The fact that the Lie derivative $\mathcal{L}_X$ commutes with the exterior derivative $d$ says that $\mathcal{L}_X$ induces a chain map on $\Omega^*(M)$, the de Rham complex.
The Cartan magic formula says that $\mathcal{L}_X$ is trivial on cohomology, being chain homotopic to the $0$ map (with chain homotopy given by contraction with $X$).
I have little intuition to the Cartan magic formula: its proof (for me), while simple after the necessary preliminaries, does not show the formula to be self-evident or self-suggestive.
However, if there were some reason to expect that $\mathcal{L}_X$ is trivial on cohomology beforehand, we could hope that it may come from a chain homotopy, for which one very natural map which presents itself as a candidate for the homotopy is the contraction, since it is a natural map which lowers degree.
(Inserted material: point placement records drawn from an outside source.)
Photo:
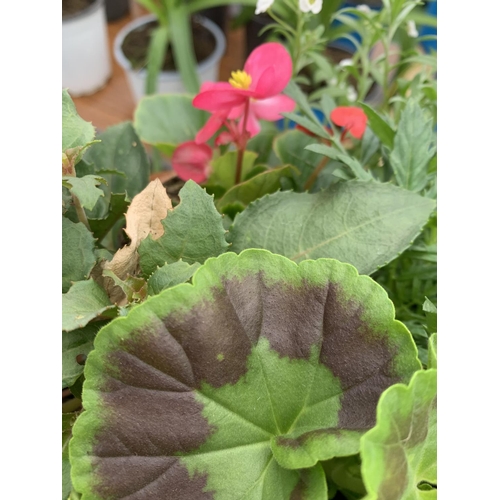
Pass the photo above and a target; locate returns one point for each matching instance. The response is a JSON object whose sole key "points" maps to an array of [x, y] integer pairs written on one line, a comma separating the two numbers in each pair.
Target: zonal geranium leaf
{"points": [[237, 385], [399, 455]]}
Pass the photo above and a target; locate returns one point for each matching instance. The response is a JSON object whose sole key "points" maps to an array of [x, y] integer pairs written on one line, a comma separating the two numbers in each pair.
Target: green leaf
{"points": [[366, 224], [221, 394], [379, 126], [68, 419], [165, 121], [400, 451], [170, 275], [121, 150], [351, 162], [412, 148], [246, 192], [432, 351], [85, 301], [76, 132], [78, 257], [193, 232], [84, 188], [76, 345], [224, 168]]}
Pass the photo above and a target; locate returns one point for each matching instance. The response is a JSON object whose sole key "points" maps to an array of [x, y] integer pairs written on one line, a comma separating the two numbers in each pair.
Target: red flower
{"points": [[191, 161], [352, 119], [252, 94]]}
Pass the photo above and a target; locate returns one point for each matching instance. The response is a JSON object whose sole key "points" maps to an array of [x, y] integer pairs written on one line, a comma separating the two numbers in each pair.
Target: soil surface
{"points": [[72, 7], [136, 43]]}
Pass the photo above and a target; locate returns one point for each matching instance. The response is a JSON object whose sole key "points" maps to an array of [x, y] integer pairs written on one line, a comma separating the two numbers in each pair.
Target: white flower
{"points": [[263, 5], [364, 8], [411, 29], [313, 6], [345, 62]]}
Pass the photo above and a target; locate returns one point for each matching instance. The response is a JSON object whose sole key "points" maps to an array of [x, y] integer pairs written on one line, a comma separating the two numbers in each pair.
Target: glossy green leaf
{"points": [[76, 132], [121, 150], [85, 189], [412, 148], [166, 120], [400, 452], [170, 275], [193, 232], [78, 257], [85, 301], [366, 224], [265, 183], [237, 385]]}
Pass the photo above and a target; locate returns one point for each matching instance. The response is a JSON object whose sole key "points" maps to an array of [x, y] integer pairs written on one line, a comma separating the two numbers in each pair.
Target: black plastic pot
{"points": [[116, 9]]}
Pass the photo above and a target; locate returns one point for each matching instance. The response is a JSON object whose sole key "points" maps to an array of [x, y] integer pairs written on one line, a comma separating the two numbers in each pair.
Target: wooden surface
{"points": [[114, 103]]}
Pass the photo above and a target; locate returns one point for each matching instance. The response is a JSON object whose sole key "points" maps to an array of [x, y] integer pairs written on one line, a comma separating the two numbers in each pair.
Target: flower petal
{"points": [[269, 55]]}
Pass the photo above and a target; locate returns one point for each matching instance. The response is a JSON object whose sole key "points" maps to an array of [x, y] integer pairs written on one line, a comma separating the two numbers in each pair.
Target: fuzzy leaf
{"points": [[193, 232], [412, 148], [167, 120], [76, 132], [366, 224], [237, 385], [85, 301], [400, 451], [264, 183], [170, 275], [78, 257], [84, 188]]}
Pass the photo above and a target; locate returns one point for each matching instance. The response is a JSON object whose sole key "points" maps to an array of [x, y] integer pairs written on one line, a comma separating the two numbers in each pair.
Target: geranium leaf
{"points": [[167, 120], [264, 183], [193, 232], [85, 189], [76, 132], [85, 301], [187, 397], [78, 257], [170, 275], [366, 224], [400, 452]]}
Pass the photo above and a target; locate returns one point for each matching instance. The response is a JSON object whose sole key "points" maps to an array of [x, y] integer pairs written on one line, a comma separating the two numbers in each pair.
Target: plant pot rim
{"points": [[213, 58], [93, 7]]}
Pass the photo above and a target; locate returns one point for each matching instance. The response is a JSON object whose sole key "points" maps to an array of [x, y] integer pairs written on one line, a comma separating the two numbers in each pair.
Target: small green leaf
{"points": [[85, 301], [265, 183], [400, 451], [193, 232], [412, 148], [366, 224], [165, 121], [78, 257], [76, 132], [170, 275], [84, 188]]}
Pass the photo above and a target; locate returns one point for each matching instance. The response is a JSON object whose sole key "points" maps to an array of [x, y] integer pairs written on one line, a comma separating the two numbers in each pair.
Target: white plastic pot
{"points": [[169, 82], [86, 63]]}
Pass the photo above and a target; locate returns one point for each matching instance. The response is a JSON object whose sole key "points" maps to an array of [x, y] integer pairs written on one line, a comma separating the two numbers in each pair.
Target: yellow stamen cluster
{"points": [[240, 80]]}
Therefore, the formula would suggest itself for investigation and now it would be a matter of checking our hopes.
My question, therefore, is: Is there some reason why we would expect $\mathcal{L}_X$ to induce a trivial map in cohomology from its definition?
The exponential of the Lie derivative describes flow along $X$, which is a one-parameter family of diffeomorphisms. So all of them are homotopic to the identity, and hence all induce the identity on cohomology. Moreover the homotopy is given by flowing backwards.